U bent hier
Les militaires à l'assaut des parlements
Ça va flinguer dans l'opposition", prédit déjà Patrick Descy, de la CGSP-Défense. La discussion est hautement symbolique. L'accord du gouvernement Michel prévoit que "le ministre de la Défense examinera la nécessité d'une initiative législative visant à aligner les droits politiques des militaires sur ceux des autres fonctionnaires". L'idée est de permettre aux soldats de se présenter à n'importe quelle élection, alors qu'ils n'ont légalement le droit, aujourd'hui, que d'être candidats aux scrutins locaux (communes et provinces). Les autres fonctionnaires ont, eux, une liberté totale en la matière.
La demande vient de la N-VA. Elle avait déposé une proposition de loi en ce sens en 2012 à la Chambre. "L'éligibilité est un droit fondamental dans une société démocratique", écrivaient les signataires du texte, dont l'actuel ministre de l'Intérieur Jan Jambon et la nouvelle présidente de la commission Défense Karolien Grosemans. "Il n'existe [.] pas de raisons valables d'empêcher les militaires d'accéder à des mandats régionaux, communautaires, fédéraux ou européens. Nous estimons au contraire que la participation de militaires à la vie politique [.] ne peut être qu'un enrichissement pour le fonctionnement du Parlement et une plus-value pour la politique en général."

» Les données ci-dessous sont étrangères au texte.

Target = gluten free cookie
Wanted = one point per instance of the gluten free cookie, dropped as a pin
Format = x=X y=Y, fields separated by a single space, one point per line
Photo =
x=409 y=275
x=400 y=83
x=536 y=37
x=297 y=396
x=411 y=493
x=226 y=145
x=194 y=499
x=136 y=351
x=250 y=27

La proposition avait été largement rejetée par les partis dans l'ancienne majorité socialiste-libérale-centriste. Le MR estimait que le débat ne devait pas se limiter à la seule armée, mais être aussi étendu à la police (dont les membres sont soumis aux mêmes règles). La critique du PS et du CDH portait, elle, davantage sur le fond. Ils faisaient valoir que le principe de stricte neutralité de la Défense et des militaires dans leurs relations avec le monde politique devait prévaloir à tout prix. "Selon eux, des militaires dans les parlements, ça renvoie à l'image d'un Etat sécuritaire. C'est ridicule. Cette peur n'est pas fondée", commente Patrick Descy.
Vision passéiste?
Les syndicats sont largement favorables à une extension des droits politiques des militaires. "Il existe des règles internes pour éviter une politisation de l'armée", souligne Gilles Van Oosthuizen, du SLFP-Défense. "Il est par exemple interdit d'avoir des activités politiques dans les quartiers militaires. Je pense que le débat à venir portera justement sur les garde-fous à instaurer pour ne pas mettre en péril la neutralité de la Défense."

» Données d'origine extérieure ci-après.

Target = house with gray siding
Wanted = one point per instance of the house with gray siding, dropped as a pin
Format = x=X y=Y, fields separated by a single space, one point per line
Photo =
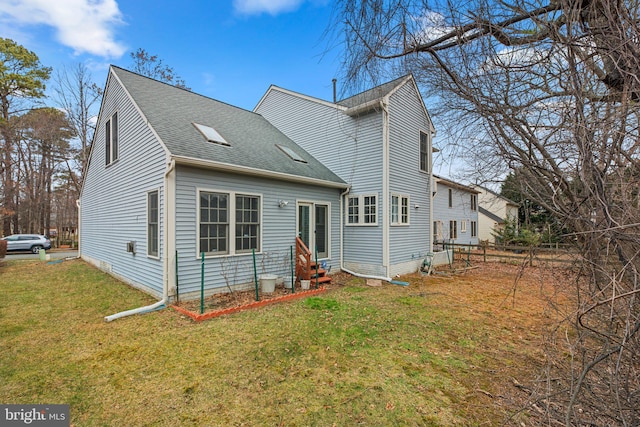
x=380 y=143
x=178 y=183
x=494 y=212
x=455 y=213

L'interdiction pour un soldat de se présenter à des élections remonte à l'indépendance de la Belgique. Au lendemain de la Seconde Guerre mondiale, la séparation entre pouvoirs militaire et civil avait été réaffirmée. Depuis, cette vision persiste, même si la loi a été assouplie (au niveau local). "On peut comprendre la logique de l'époque", dit Gilles Van Oosthuizen. "Mais de nos jours, il y a de plus en plus de militaires actifs dans la vie politique et sociale de leur commune. Et certains voudraient mettre leurs compétences au service du pays ou de leur région."

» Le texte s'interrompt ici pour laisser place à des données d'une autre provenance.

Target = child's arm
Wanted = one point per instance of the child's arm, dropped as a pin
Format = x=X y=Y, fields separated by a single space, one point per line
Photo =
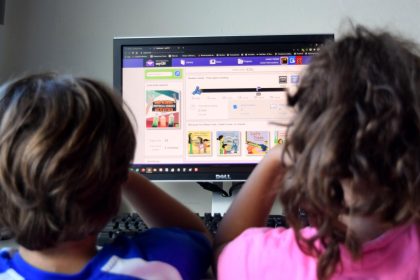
x=253 y=203
x=157 y=208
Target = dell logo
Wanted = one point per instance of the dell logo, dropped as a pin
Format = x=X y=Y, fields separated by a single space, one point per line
x=222 y=176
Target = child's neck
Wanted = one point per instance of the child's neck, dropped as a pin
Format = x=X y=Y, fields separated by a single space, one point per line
x=68 y=258
x=365 y=228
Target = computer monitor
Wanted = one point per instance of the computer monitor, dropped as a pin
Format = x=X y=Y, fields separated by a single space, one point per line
x=205 y=106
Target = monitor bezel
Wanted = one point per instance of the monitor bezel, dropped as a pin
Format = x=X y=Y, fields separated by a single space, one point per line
x=242 y=171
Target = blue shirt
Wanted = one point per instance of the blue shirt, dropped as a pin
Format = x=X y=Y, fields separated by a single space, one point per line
x=156 y=253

Le colonel à la retraite Luc Gennart est passé de l'autre côté du miroir après les élections communales de 2012 en devenant échevin MR à Namur. Avec deux années de recul, il estime que "le militaire est beaucoup trop éloigné de la réalité politique et de son raisonnement. L'autoriser à se présenter à des élections est une façon de le reconnecter à la vie politique et civile, d'être mieux en phase avec la société." Positif donc, selon lui, "même s'il ne faut pas politiser l'armée. On doit trouver le bon équilibre. Quand on est en service, il est important de rester totalement neutre."